“Ülkesini kurtaran kişi kanunun üzerindedir”

Prof. Dr. Deniz Ülke KAYNAK
Prof. Dr. Deniz Ülke KAYNAK Periskop denizulke.kaynak@dunya.com

“Celui qui sauve sa pat­rie ne viole aucune loi”

İmparator Napoleon’a at­fedilen bu sözün bir gün gelip cumhuriyet fikrinin ve demokrasinin merkez kalelerinden ABD’nin baş­kanı tarafından telaffuz edileceği Donald Trump’a kadar kimsenin aklına gel­mezdi.

ABD, yönetim anlayı­şı bakımından dünya sat­hında hukukun üstünlüğünü, güçler ayrılığını, fren-denge sistemini en derin içselleştirmiş ülkelerden biri­si olarak kabul edildiğinden ülkesini kurtarma amacıyla davrandığını id­dia eden bir siyasi liderin, kendisini kanunların üzerinde görebileceği hiç düşünülmemişti.

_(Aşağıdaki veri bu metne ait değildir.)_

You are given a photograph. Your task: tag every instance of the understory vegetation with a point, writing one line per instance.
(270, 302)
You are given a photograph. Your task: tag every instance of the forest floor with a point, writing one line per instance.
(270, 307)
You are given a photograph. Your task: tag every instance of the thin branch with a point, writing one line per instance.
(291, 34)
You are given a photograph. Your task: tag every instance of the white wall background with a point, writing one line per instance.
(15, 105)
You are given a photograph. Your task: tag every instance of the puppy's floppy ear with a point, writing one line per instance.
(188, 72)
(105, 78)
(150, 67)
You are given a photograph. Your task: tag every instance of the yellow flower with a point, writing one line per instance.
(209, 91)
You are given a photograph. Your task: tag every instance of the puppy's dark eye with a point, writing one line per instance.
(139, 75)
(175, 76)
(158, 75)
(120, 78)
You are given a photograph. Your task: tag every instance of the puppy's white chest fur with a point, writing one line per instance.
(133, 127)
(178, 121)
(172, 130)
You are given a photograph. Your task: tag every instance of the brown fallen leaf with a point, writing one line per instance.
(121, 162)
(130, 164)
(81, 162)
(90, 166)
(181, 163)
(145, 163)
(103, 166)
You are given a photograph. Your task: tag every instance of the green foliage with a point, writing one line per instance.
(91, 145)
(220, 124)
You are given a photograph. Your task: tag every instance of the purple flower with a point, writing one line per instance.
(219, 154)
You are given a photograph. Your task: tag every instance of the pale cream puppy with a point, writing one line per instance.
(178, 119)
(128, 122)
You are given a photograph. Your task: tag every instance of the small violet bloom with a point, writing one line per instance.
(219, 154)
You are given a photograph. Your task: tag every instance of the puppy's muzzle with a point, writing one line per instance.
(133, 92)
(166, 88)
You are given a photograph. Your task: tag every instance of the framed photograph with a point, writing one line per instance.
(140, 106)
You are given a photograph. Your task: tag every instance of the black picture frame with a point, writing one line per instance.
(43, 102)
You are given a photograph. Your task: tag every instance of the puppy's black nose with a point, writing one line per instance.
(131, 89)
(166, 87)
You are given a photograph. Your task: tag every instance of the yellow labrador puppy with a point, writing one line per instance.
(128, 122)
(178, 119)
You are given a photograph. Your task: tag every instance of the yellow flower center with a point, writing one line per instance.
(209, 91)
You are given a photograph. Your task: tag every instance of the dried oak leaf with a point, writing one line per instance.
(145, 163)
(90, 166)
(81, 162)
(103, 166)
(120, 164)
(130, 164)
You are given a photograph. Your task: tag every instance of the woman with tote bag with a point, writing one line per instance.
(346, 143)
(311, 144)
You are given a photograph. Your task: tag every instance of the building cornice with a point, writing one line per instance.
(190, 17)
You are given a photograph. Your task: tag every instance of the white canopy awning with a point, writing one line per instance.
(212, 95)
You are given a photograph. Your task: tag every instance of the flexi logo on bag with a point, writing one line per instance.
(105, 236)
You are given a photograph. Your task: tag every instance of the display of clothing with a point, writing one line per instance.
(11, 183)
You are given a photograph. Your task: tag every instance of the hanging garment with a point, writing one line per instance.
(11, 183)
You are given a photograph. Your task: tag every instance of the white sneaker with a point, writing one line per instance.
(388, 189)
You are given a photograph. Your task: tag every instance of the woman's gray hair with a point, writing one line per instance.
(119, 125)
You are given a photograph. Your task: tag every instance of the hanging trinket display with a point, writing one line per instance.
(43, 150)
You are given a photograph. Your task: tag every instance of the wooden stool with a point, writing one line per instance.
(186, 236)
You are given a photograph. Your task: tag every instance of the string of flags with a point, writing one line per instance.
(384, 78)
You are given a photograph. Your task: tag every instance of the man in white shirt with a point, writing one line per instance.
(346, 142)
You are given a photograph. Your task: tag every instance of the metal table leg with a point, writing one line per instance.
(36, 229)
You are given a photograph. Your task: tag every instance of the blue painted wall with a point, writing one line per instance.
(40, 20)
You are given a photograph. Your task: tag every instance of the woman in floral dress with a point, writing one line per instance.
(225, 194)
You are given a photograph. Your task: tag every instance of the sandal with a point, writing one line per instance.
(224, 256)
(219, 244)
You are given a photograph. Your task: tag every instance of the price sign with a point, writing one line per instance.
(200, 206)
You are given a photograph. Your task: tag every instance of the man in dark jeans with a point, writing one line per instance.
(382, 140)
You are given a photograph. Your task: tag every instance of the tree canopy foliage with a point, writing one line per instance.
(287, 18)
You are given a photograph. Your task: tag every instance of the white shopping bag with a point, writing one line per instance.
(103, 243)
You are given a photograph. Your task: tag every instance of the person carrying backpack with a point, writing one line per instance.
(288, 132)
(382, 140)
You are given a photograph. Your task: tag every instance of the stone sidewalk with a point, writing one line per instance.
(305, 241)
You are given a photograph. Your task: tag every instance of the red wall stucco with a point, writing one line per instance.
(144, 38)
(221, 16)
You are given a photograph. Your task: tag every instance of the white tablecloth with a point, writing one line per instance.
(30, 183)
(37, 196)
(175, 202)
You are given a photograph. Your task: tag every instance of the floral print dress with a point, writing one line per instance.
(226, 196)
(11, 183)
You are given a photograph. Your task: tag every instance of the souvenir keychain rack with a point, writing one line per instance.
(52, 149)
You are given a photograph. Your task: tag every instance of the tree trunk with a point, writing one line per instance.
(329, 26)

Trump, kendi X he­sabından gönderdiği bu ifade ile 250 milyona yakın görüntüleme alınca muhtemelen durumdan çok hoşlana­rak Beyaz Saray’ın resmi sosyal med­ya hesabından “çok yaşa kral” sloganıy­la birlikte taç giy­miş halini resmeden bir dergi kapağını da paylaştı.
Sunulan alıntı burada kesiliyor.